TIMESINDONESIA.MY.ID - Gunung Sinabung yang terletak di Kabupaten Karo, Sumatera Utara, kembali menunjukkan peningkatan aktivitas vulkanik yang signifikan. Kondisi ini memaksa pihak berwenang untuk menaikkan status gunung tersebut ke level III atau Siaga.
Peningkatan status ini didasarkan pada pemantauan intensif terhadap aktivitas seismik dan visual gunung yang terus menunjukkan gejala tidak stabil. Langkah pencegahan segera diambil guna meminimalisir risiko bagi masyarakat yang bermukim di zona bahaya.
Dikutip dari Antara, ratusan warga yang tinggal di kawasan lereng gunung kini telah diarahkan untuk mengungsi ke tempat penampungan sementara. Proses evakuasi dilakukan dengan melibatkan aparat gabungan demi memastikan keselamatan seluruh penduduk.
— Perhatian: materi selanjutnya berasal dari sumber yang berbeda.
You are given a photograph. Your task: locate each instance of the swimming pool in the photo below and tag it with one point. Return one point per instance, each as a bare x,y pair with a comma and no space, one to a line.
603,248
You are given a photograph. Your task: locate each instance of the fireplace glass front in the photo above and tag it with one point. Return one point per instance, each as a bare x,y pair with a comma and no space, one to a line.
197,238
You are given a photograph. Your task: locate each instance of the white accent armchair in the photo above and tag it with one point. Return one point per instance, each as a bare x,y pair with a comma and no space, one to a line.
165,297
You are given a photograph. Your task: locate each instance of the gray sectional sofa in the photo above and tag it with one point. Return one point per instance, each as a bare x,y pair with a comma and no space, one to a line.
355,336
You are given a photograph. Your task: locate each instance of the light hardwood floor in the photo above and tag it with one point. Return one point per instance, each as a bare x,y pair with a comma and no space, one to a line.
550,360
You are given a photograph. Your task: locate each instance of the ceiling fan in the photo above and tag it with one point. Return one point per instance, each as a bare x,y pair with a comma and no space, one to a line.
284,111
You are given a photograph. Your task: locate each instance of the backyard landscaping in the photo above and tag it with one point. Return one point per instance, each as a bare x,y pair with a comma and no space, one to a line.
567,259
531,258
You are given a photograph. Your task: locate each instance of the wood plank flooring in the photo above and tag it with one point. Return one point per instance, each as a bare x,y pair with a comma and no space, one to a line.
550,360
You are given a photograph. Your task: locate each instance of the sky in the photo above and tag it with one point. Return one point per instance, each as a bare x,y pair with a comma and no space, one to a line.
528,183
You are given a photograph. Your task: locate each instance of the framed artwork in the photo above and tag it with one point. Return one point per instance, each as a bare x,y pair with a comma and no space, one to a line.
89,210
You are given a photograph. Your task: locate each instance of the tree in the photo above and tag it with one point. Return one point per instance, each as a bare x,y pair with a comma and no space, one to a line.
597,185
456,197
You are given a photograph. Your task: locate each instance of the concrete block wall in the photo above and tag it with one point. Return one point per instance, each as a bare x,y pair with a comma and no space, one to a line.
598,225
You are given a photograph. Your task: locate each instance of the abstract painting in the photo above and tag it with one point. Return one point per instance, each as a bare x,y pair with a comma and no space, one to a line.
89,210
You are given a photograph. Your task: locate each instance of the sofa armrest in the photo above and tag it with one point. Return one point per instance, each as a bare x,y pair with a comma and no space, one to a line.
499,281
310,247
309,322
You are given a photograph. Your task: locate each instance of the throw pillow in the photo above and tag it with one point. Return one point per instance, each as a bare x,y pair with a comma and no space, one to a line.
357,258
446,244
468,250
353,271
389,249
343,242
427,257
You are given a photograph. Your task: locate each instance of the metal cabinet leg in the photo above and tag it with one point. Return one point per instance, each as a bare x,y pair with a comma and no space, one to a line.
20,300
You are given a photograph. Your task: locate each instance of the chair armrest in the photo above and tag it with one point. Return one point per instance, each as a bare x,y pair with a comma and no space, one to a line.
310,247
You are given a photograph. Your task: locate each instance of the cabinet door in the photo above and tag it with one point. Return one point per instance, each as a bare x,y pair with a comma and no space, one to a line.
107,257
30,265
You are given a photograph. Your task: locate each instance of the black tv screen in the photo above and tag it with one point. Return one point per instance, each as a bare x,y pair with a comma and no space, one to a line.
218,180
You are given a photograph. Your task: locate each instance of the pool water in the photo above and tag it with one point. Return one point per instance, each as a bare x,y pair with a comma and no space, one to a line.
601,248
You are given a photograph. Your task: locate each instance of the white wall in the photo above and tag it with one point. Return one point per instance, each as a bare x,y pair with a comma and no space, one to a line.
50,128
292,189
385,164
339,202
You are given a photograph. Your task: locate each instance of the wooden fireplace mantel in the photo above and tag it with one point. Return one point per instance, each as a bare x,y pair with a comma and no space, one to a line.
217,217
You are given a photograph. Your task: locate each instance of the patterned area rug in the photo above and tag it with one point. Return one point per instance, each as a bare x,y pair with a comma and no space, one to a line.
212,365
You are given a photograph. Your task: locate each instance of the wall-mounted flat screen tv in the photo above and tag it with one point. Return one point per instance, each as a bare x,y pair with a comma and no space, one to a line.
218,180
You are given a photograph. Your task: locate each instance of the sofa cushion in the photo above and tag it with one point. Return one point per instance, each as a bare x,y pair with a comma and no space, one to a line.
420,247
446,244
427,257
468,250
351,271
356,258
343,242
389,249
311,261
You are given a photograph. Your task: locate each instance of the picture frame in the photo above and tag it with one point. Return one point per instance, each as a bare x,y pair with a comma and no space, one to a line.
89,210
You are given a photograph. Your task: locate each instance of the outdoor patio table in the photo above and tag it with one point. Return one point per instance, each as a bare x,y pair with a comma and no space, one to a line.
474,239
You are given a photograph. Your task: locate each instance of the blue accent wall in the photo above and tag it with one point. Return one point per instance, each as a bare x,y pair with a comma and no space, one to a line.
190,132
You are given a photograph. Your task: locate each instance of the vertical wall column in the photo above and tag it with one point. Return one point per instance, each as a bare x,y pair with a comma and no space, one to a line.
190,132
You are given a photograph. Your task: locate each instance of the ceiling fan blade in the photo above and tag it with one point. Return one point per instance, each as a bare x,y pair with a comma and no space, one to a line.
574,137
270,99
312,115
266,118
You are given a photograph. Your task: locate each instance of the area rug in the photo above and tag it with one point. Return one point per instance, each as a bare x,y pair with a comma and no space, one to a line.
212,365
"Peningkatan aktivitas vulkanik ini mengharuskan kita untuk segera melakukan evakuasi warga ke zona yang lebih aman agar tidak terjadi hal-hal yang tidak diinginkan," ujar Kepala BPBD Karo, Natanael Perangin-angin.
Pemerintah daerah setempat bersama instansi terkait terus melakukan koordinasi untuk memantau perkembangan situasi di lapangan setiap saat. Masyarakat diimbau untuk tetap tenang namun selalu waspada terhadap potensi erupsi susulan.
"Kami meminta masyarakat untuk mematuhi seluruh instruksi petugas di lapangan dan tidak mendekati zona merah yang telah ditentukan demi keselamatan bersama," kata Bupati Karo, Cory Sriwaty Sebayang.
Hingga saat ini, pihak otoritas vulkanologi masih terus melakukan pengamatan mendalam terkait pergerakan magma di dalam kawah. Fokus utama saat ini adalah menjamin logistik dan kebutuhan dasar para pengungsi selama masa darurat berlangsung.
Kondisi geologis Gunung Sinabung memang dikenal sangat dinamis dan memerlukan perhatian khusus bagi warga yang berada dalam radius bahaya. Pemerintah berkomitmen untuk terus memberikan informasi terkini kepada publik secara transparan.
Seluruh warga yang berada di area terdampak diharapkan dapat bekerja sama dengan tim penanggulangan bencana selama proses evakuasi. Sinergi antara masyarakat dan pemerintah menjadi kunci utama dalam memitigasi dampak dari aktivitas gunung api ini.